According to Husserl’s theory, all that exists is the perception of the cat. And the cat itself? Well, we can just do without it. Bye-bye kitty. Who needs a cat? What cat? Henceforth, philosophy will claim the right to wallow exclusively in the wickedness of pure mind. The world is an inaccessible reality and any effort to try to know it is futile. What do we know of the world? Nothing. As all knowledge is merely reflective consciousness exploring its own self, the world, therefore, can merrily go to the devil.
This is phenomenology: the ‘science of that which appears to our consciousness’. How does a phenomenologist spend his day? He gets up, fully conscious as he takes his shower that he is merely soaping a body whose existence has no foundation, then he wolfs down a few slices of toast and jam that have been nihilised, puts on some clothes that are the equivalent of an empty set of parentheses, heads for his office and then snatches up a cat.
It matters little to our phenomenologist whether the cat exists or does not exist or even what the cat is in its very essence.

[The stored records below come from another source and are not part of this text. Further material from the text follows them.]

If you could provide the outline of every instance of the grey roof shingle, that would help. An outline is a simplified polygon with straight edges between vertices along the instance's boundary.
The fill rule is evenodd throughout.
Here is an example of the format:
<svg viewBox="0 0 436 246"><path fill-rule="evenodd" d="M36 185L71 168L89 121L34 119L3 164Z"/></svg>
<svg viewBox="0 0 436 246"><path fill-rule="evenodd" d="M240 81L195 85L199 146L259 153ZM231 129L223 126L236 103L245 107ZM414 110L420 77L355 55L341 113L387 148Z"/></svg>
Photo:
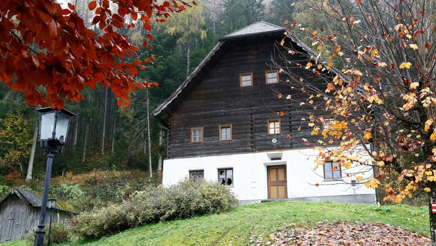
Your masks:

The indemonstrable does not interest him. What cannot be denied, however, is that a cat appeared to his consciousness, and it is this act of appearing that is of concern to our good fellow.

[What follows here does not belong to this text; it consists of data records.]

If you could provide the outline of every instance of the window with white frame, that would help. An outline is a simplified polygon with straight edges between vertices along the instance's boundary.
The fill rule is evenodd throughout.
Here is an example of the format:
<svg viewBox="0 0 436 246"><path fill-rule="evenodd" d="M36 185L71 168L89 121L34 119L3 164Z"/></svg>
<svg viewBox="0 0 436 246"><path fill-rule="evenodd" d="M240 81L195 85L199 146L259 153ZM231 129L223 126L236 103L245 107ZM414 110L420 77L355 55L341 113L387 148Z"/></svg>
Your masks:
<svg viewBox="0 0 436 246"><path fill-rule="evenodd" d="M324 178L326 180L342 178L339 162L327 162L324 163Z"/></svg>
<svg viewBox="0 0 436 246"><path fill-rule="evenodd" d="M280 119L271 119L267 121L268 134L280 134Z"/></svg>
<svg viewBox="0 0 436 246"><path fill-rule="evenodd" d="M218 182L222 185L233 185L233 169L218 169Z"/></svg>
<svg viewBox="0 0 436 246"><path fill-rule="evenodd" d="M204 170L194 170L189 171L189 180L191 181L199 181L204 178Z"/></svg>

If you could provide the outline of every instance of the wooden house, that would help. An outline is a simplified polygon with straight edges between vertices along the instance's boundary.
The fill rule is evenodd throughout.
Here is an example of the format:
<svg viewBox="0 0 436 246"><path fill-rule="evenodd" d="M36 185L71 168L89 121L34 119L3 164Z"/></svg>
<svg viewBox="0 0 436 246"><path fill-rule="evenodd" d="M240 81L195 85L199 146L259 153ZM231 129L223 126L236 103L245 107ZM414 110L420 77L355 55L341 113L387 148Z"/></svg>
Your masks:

And what is more, an act of appearing that is quite complex. The fact that one can explain, in detail, the way in which one’s consciousness perceives a thing whose very existence is a matter of indifference is simply extraordinary. Did you know that our consciousness does not perceive things straight off but performs a complicated series of operations of synthesis which, by means of successive profiling, introduce to our senses objects as diverse as, for example, a cat, a broom or a fly swatter – and, God knows, isn’t that useful? Have you ever wondered why it is that you can observe your cat and know at the same time what he looks like from the front, behind, above and below – even though at the present moment you are perceiving him only from the front? It must be that your consciousness, without your even realising it, has been synthesising multiple perceptions of your cat from every possible angle, and has ended up creating this integral image of the cat that your sight, at that moment, could never give you. And the same is true for the fly swatter, which you will only ever perceive from one direction even though you can visualise it in its entirety in your mind and, oh miracle, you know perfectly well without even turning it over how it is made on the other side.

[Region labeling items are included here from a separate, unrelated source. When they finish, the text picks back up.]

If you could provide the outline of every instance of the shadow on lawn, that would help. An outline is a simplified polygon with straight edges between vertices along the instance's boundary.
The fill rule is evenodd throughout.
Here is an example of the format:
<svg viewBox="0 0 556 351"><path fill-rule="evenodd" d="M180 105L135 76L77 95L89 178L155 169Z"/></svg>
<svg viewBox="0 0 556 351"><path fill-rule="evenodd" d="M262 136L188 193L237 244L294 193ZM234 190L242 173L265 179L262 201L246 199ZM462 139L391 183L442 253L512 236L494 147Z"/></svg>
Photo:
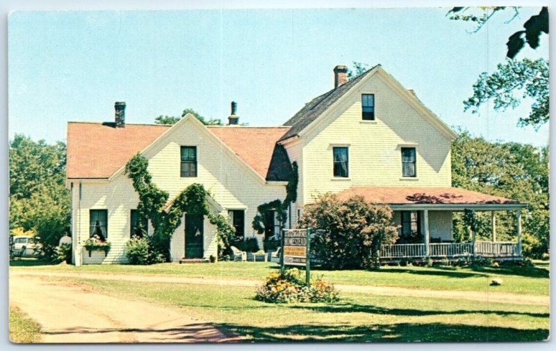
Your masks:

You will agree that such knowledge is quite useful. We can’t imagine Manuela using a fly swatter without immediately rallying the knowledge that she has of the various stages of profiling necessary to her perception. Moreover, you can’t imagine Manuela using a fly swatter for the simple reason that there are never any flies in rich people’s apartments. Neither flies, nor pox, nor bad smells, nor family secrets. In rich people’s apartments everything is clean, smooth, healthy and consequently safe from the tyranny of fly swatters and public opprobrium.
But enough of phenomenology: it is nothing more than the solitary, endless monologue of consciousness, a hardcore autism that no real cat would ever importune.